MPLS makes it possible to substitute cheaper access routers and connections, saving cost over traditional Frame Relay intranets.

In routing, decisions are made on every hop through a routed network. In switching, decisions are made when the virtual circuit is established. A non-technical analogy might be mailing addresses and postal bar codes. This analogy isn't perfect, but without bar codes, postal workers sort mail by reading the address and putting envelopes in the right bag to move them towards the destination. The address must interpreted at every PO or hub along the way.

But bar codes move mail faster—the address is converted into a single bar code that means something to mechanical handlers that sort and forward mail quickly through the postal system. Only at the destination PO does someone actually have to look at the mailing address again to deliver the envelope to the right home.

An MPLS primer
MPLS transforms IP-based traffic into switched traffic at the network edge. It does so by labeling packets to be transported across the backbone. Labels tell each ATM switch how to process and forward cells. As cells traverse the backbone, label swaps are performed at each node, using a label-forwarding database.
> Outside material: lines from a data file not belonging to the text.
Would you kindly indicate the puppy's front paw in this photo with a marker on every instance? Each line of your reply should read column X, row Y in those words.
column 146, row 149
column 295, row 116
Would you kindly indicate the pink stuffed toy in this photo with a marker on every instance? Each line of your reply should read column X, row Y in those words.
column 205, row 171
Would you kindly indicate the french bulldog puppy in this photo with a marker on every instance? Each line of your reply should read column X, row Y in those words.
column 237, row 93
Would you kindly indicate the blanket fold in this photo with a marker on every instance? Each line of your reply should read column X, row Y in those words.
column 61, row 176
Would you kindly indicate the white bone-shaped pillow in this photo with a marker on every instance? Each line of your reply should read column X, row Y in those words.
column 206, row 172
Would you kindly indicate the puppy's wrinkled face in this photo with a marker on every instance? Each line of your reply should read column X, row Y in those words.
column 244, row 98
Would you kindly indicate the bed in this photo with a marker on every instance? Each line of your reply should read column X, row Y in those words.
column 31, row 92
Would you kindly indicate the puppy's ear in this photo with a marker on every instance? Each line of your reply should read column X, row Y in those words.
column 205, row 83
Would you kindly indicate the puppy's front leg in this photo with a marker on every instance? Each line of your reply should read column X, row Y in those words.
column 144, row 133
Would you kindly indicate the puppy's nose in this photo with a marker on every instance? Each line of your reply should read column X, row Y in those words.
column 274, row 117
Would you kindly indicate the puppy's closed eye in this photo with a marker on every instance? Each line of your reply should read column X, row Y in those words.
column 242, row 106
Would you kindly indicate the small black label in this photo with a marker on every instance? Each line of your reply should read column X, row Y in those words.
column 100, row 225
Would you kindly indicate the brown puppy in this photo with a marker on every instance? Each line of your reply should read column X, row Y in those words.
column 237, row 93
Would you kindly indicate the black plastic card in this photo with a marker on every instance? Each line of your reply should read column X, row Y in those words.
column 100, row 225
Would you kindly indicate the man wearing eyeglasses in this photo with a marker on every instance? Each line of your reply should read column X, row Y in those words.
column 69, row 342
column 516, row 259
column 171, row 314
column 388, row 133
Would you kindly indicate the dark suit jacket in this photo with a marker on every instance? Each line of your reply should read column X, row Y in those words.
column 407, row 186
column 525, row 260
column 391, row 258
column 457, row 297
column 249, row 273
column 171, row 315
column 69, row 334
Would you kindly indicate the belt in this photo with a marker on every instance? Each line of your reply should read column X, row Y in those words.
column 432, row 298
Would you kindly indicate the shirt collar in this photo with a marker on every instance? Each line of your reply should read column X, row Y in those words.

The database is created by a control plane that is cleanly separated from the data plane. In the control plane, MPLS nodes use routed IP to exchange label bindings with each other. In effect, each MPLS node operates as an IP router in the control plane, and a label switch in the data plane. These nodes are generically referred to as Label Switch Routers (LSRs).

An Edge-LSR prepends a label (or stack of labels) to each IP packet entering an MPLS domain, and strips those labels at the far end. In between lie ATM-LSRs: ATM switches that use an MPLS control plane to configure VCs and a switching fabric to forward labeled packets as ATM cells. At backbone ingress and egress points, ATM Edge-LSRs segment and reassemble labeled IP packets into ATM cells. This distinction is architectural: more than one of these functions can be performed by a single device.

InternetConnect's network
To illustrate this architecture, let's examine InternetConnect's MPLS-based approach:

  • Customers are connected to POPs by CPE access routers (for example, SDSL routers).
  • At POPs, MPLS tagging is done by Cisco 7200 routers and 6400 ATM switch/routers.
  • At edge routers, traffic is moved from customer virtual interfaces onto an ATM PVC.
  • The backbone consists of Lucent CBX ATM switches, connected by DS3 and OC3 links.
  • VPNplus strings ATM PVCs between switches, creating an IP VPN across the backbone.

According to Staats, this approach offers several advantages over traditional Frame Relay "VPNs" and secure IPsec VPNs. "Customers can use relatively inexpensive access routers, because all the intelligence is in the core of the network," said Staats. "Performance is enhanced because there is no overhead of encapsulation or encryption, and because our core provides full-mesh connectivity (not the hub and spoke approach taken by many other VPNs)."